Outro ponto de impasse no debate do novo código são as chamadas áreas consolidadas. Pelo projeto aprovado na Câmara, todas as áreas desmatadas até julho de 2008 serão consideradas consolidadas – o que mantém autorizadas todas as atividades rurais em áreas de preservação e dispensa inicialmente a recuperação de áreas degradadas. O governo não concorda com esse dispositivo, pois defende que um decreto presidencial aponte quais áreas devem ser consolidadas, deixando inicialmente todas as áreas desmatadas ilegalmente passíveis de recuperação. Segundo estimativa do Ministério do Meio Ambiente, se for aprovada o novo código conforme está, o país deixará de recuperar área superior a 70 milhões de hectares, que corresponde a reservas legais e APPs degradadas ilegalmente.

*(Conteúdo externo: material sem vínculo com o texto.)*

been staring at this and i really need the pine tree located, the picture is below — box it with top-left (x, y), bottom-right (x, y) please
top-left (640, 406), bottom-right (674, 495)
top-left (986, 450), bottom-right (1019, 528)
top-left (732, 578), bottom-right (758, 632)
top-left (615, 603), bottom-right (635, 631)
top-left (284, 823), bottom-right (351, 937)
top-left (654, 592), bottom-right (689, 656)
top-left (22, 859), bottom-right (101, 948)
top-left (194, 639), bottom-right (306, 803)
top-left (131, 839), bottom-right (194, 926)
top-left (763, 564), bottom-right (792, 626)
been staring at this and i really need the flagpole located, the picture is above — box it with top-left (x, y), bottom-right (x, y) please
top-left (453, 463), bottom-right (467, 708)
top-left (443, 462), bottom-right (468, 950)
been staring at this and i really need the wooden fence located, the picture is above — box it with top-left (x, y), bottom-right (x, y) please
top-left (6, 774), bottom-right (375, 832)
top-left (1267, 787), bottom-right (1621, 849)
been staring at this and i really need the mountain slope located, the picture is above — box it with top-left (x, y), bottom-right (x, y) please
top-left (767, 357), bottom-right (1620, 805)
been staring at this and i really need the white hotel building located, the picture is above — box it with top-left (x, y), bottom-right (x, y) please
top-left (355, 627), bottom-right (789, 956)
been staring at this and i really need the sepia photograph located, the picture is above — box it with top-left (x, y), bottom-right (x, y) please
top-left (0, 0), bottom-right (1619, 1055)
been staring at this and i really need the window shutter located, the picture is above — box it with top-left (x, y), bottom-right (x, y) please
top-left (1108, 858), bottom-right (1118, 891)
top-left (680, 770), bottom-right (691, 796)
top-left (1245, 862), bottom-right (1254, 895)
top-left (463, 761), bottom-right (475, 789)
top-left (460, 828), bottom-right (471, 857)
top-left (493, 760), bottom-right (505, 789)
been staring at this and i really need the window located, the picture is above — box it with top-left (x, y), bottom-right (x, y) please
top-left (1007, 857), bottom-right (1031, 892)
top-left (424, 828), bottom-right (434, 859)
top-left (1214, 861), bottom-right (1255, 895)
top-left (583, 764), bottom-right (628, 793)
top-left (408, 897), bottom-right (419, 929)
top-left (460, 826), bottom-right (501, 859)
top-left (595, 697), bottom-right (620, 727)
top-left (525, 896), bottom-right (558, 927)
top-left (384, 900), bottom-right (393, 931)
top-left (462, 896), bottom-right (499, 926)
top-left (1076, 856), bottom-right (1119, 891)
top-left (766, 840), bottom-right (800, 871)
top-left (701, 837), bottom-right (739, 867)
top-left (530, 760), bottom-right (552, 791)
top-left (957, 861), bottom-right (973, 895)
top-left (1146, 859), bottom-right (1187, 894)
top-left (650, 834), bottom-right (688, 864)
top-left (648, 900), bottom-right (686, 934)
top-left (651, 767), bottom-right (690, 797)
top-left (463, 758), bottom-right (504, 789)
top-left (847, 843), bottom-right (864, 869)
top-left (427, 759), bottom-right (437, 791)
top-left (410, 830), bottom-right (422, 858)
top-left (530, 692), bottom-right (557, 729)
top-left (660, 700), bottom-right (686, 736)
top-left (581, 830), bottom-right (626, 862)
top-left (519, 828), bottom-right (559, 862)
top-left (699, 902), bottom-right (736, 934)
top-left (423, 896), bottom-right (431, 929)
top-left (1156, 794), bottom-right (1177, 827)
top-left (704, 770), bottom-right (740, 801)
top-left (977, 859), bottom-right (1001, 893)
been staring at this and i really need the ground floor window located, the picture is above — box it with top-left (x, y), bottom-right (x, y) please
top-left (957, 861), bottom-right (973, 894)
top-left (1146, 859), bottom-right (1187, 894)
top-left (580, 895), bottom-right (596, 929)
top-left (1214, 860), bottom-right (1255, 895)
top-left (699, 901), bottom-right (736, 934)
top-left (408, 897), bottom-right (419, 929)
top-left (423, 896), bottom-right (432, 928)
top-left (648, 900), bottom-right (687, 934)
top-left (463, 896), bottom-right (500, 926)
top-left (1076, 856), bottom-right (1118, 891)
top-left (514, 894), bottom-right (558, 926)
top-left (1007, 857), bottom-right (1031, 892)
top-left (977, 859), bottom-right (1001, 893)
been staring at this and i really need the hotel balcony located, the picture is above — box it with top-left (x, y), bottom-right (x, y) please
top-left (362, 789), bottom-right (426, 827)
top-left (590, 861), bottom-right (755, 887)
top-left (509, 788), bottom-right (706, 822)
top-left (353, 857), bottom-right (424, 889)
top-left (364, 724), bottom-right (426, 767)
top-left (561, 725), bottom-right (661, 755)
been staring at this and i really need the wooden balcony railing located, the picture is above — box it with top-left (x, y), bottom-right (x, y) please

“O Brasil tem um passivo ambiental muito grande, então precisamos encontrar um entendimento para isso. Os ruralistas dizem que não há anistia no projeto, mas a anistia está estabelecida pela via indireta, pois basta você aderir ao programa de regularização para extinguir toda a punibilidade a desmatamentos ilegais”, afirma o senador Eduardo Braga (PMDB-AM). “Áreas consolidadas não querem dizer que não haverá recuperação. Eles dizem que vão recuperar, mas você tira a punição. É a mesma coisa que um cara que matou uma pessoa ser inocentado, desde que ele prometa que não vai matar outra pessoa. É uma comparação grosseira, mas didática”, diz.

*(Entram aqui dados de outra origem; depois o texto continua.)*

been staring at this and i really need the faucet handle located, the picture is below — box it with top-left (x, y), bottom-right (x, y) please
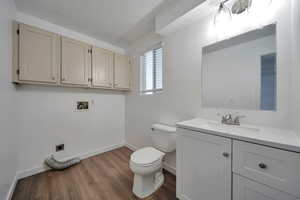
top-left (234, 115), bottom-right (246, 125)
top-left (224, 114), bottom-right (232, 120)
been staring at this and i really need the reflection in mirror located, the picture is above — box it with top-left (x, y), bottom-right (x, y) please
top-left (202, 24), bottom-right (276, 111)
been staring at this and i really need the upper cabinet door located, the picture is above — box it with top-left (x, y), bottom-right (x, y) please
top-left (92, 47), bottom-right (113, 88)
top-left (114, 53), bottom-right (131, 89)
top-left (61, 37), bottom-right (91, 86)
top-left (19, 24), bottom-right (59, 83)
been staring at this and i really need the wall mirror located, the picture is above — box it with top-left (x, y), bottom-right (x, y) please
top-left (202, 24), bottom-right (277, 111)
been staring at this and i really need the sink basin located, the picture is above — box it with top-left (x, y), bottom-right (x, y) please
top-left (203, 121), bottom-right (260, 133)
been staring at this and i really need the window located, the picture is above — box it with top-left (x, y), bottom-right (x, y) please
top-left (260, 53), bottom-right (276, 111)
top-left (140, 47), bottom-right (163, 94)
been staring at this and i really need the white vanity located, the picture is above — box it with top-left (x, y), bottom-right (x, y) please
top-left (176, 118), bottom-right (300, 200)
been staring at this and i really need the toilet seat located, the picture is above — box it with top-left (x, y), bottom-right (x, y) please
top-left (130, 147), bottom-right (165, 167)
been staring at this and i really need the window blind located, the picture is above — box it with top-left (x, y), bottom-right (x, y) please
top-left (141, 47), bottom-right (163, 94)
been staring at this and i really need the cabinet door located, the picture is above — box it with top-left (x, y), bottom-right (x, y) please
top-left (92, 47), bottom-right (113, 88)
top-left (61, 37), bottom-right (91, 86)
top-left (114, 53), bottom-right (131, 89)
top-left (233, 175), bottom-right (299, 200)
top-left (177, 128), bottom-right (232, 200)
top-left (19, 24), bottom-right (59, 83)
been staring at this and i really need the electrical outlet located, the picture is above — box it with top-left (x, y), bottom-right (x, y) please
top-left (56, 144), bottom-right (64, 152)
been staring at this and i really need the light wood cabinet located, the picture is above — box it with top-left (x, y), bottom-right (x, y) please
top-left (114, 53), bottom-right (131, 89)
top-left (177, 128), bottom-right (232, 200)
top-left (233, 175), bottom-right (299, 200)
top-left (61, 37), bottom-right (91, 86)
top-left (91, 47), bottom-right (113, 88)
top-left (13, 22), bottom-right (131, 91)
top-left (17, 23), bottom-right (60, 84)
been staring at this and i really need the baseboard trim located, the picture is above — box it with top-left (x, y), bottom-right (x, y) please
top-left (125, 143), bottom-right (137, 151)
top-left (6, 174), bottom-right (18, 200)
top-left (17, 142), bottom-right (125, 180)
top-left (125, 143), bottom-right (176, 175)
top-left (163, 162), bottom-right (176, 175)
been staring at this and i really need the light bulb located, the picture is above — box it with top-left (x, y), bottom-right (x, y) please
top-left (214, 2), bottom-right (232, 26)
top-left (249, 0), bottom-right (272, 13)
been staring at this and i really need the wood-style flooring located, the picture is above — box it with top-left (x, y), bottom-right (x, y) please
top-left (12, 147), bottom-right (176, 200)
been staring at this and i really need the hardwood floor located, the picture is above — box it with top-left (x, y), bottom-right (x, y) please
top-left (12, 147), bottom-right (176, 200)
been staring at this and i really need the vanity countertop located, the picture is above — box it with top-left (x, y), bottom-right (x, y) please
top-left (176, 118), bottom-right (300, 153)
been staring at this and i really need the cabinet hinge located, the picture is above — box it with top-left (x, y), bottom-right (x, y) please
top-left (16, 69), bottom-right (20, 75)
top-left (16, 29), bottom-right (20, 35)
top-left (88, 49), bottom-right (92, 54)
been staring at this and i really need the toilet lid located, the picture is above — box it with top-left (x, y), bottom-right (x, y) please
top-left (131, 147), bottom-right (165, 166)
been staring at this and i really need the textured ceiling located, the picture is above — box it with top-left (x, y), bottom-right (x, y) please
top-left (14, 0), bottom-right (175, 48)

O ex-governador do Amazonas é autor de um projeto de lei que estabelece o sistema de REDD no Brasil. Para Braga, seria adequado incluir no projeto do novo Código Florestal a previsão de um sistema de mercado de carbono, por meio da redução do desmatamento. Ele acredita que, ao prever a possibilidade de recursos tanto para recomposição de áreas desmatadas quanto para a manutenção de florestas, é possível ampliar a quantidade de áreas preservadas no Brasil.

Para os senadores mato-grossenses, Blairo Maggi (PR-MT) e Pedro Taques (PDT-MT), o debate sobre pagamento por serviços ambientais e REDD é importante. Mas os parlamentares avaliam que ainda não é possível vislumbrar como essas questões seriam abordadas dentro do Código Florestal. “O REDD, por exemplo, é um desejo antigo das comunidades tradicionais da floresta que têm reservas em suas terras. Mas não consigo vislumbrar de onde tiraríamos recursos para isso. Você tem o ativo, mas não tem comprador”, analisou Blairo. “Esse assunto denota maiores discussões. Não é aconselhável tratar isso dentro do debate do código”, disse Taques.